[Tutor] Newbie Here -- Averaging & Adding Madness Over a Given (x) Range?!?!

Thu Feb 14 23:01:05 CET 2013

On 02/14/2013 03:55 PM, Michael McConachie wrote:
> Hello all,
>
> This is my first post here.  I have tried to get answers from StackOverflow, but I realized quickly that I am too "green" for that environment.  As such, I have purchased Beginning Python (2nd edition, Hetland) and also the \$29.00 course available from learnpythonthehardway(dot)com.  I have been reading fervently, and have enjoyed python -- very much.  I can do all the basic printing, math, substitutions, etc.  Although, I am stuck when trying to combine all the new skills I have been learning over the past few weeks.  Anyway, I was hoping to get some help with something NON-HOMEWORK related. (I swear.)
>
> I have a task that I have generalized due to the nature of what I am trying to do -- and it's need to remain confidential.
>
> My end goal as described on SO was: "Calculating and Plotting the Average of every (X) items in a list of (Y) total", but for now I am only stuck on the actual addition, and/or averaging items -- in a serial sense, based on the relation to the previous number, average of numbers, etc being acted on.  Not the actual plotting. (Plotting is pretty EZ.)
>

If you're stuck on the addition, why give us all the other parts?  Your
problem statement is very confused, and you don't show much actual code.

> Essentially:
>
> 1.  I have a list of numbers that already exist in a file.  I generate this file by parsing info from logs.
> 2.  Each line contains an integer on it (corresponding to the number of milliseconds that it takes to complete a certain repeated task).
> 3.  There are over a million entries in this file, one per line; at any given time it can be just a few thousand, or more than a million.
>
>     Example:
>     -------
>     173
>     1685
>     1152
>     253
>     1623

So write a loop that reads this file into a list of ints, converting
each line.  Then you can tell us you've got a list of about a million ints.

>
> Eventually what I'll need to do is:
>
> 1.  Index the file and/or count the lines, as to identify each line's positional relevance so that it can average any range of numbers that are sequential; one to one another.
> 2.  Calculate the difference between any given (x) range.  In order to be able to ask the program to average every 5, 10, 100, 100, or 10,000 etc. --> until completion.  This includes the need to dealing with stray remainders at the end of the file that aren't divisible by that initial requested range.
>
> (ie: average some file with 3,245 entries by 100 --> not excluding the remaining 45 entries, in order to represent the remainder.)
>
> So, looking above, transaction #1 took "173" milliseconds, while transaction #2 took 1685 milliseconds.
>
> Based on this, I need to figure out how to do two things:
>
> 1.  Calculate the difference of each transaction, related to the one before it AND record/capture the difference. (An array, list, dictionary -- I don't care.)

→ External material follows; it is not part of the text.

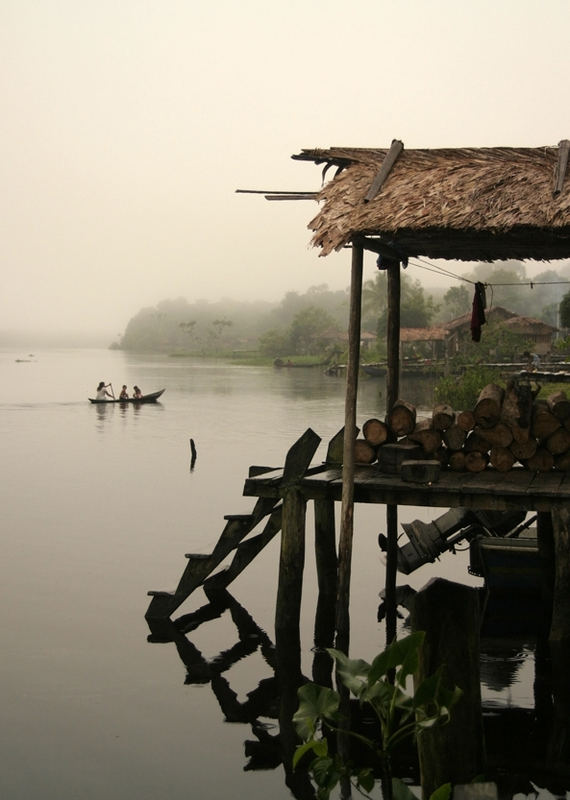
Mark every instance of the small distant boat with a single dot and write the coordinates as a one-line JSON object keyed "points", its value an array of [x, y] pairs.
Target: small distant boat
{"points": [[146, 398], [374, 370]]}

What difference, what transaction, related how?

> 2.  Starting with the very first line/entry, count the first (x number) and average (x).  I can obtain a "Happy medium" for what the gradient/delta is between sets of 100 over the course of the aggregate.

What's an x-number?  What, what, which, who ?

>
>     ie:
>     ---
>     Entries 1-100 = (eventualPlottedAvgTotalA)
>     Entries 101-200 = (eventualPlottedAvgTotalB)
>     Entries 201-300 = (eventualPlottedAvgTotalC)
>     Entries 301-400 = (eventualPlottedAvgTotalD)
>
>>From what I can tell, I don't need to indefinitely store the values, only pass them as they are processed (in order) to the plotter. I have tried the following example to sum a range of 5 entries from the above list of 5 (which works), but I don't know how to dynamically pass the 5 at a time until completion, all the while retaining the calculated averages which will ultimately be passed to pyplot at a later time/date.
>
> What I have been able to figure out thus far is below.
>
> ex:
>
>     Python 2.7.3 (default, Jul 24 2012, 10:05:38)
>     [GCC 4.7.0 20120507 (Red Hat 4.7.0-5)] on linux2
>     >>> plottedTotalA = ['173', '1685', '1152', '253', '1623']
>     >>> sum(float(t) for t in plottedTotalA)
>     4886.0
>
> I received 2 answers from SO, but was unable to fully capture what they were trying to tell me.  Unfortunately, I might need a "baby-step" / "Barney-style" mentor who is willing to guide me on this.  I hope this makes sense to someone out there, and thank you in advance for any help that you can provide.  I apologize in advance for being so thick if its uber-EZ.
>
>

If you want to make a sublist out of the first 2 items in a list, you
can use a slice  (notice the colon):

allvalues = [ 173, 1685, 1152, 263, 1623, 19 ]
firsttwo = allvalues[0:2]

To get the 3rd such sublist, use
othertwo = allvalues[4:2]

If you've made such a list, you can readily use sum directly on it:
mysum = sum(othertwo)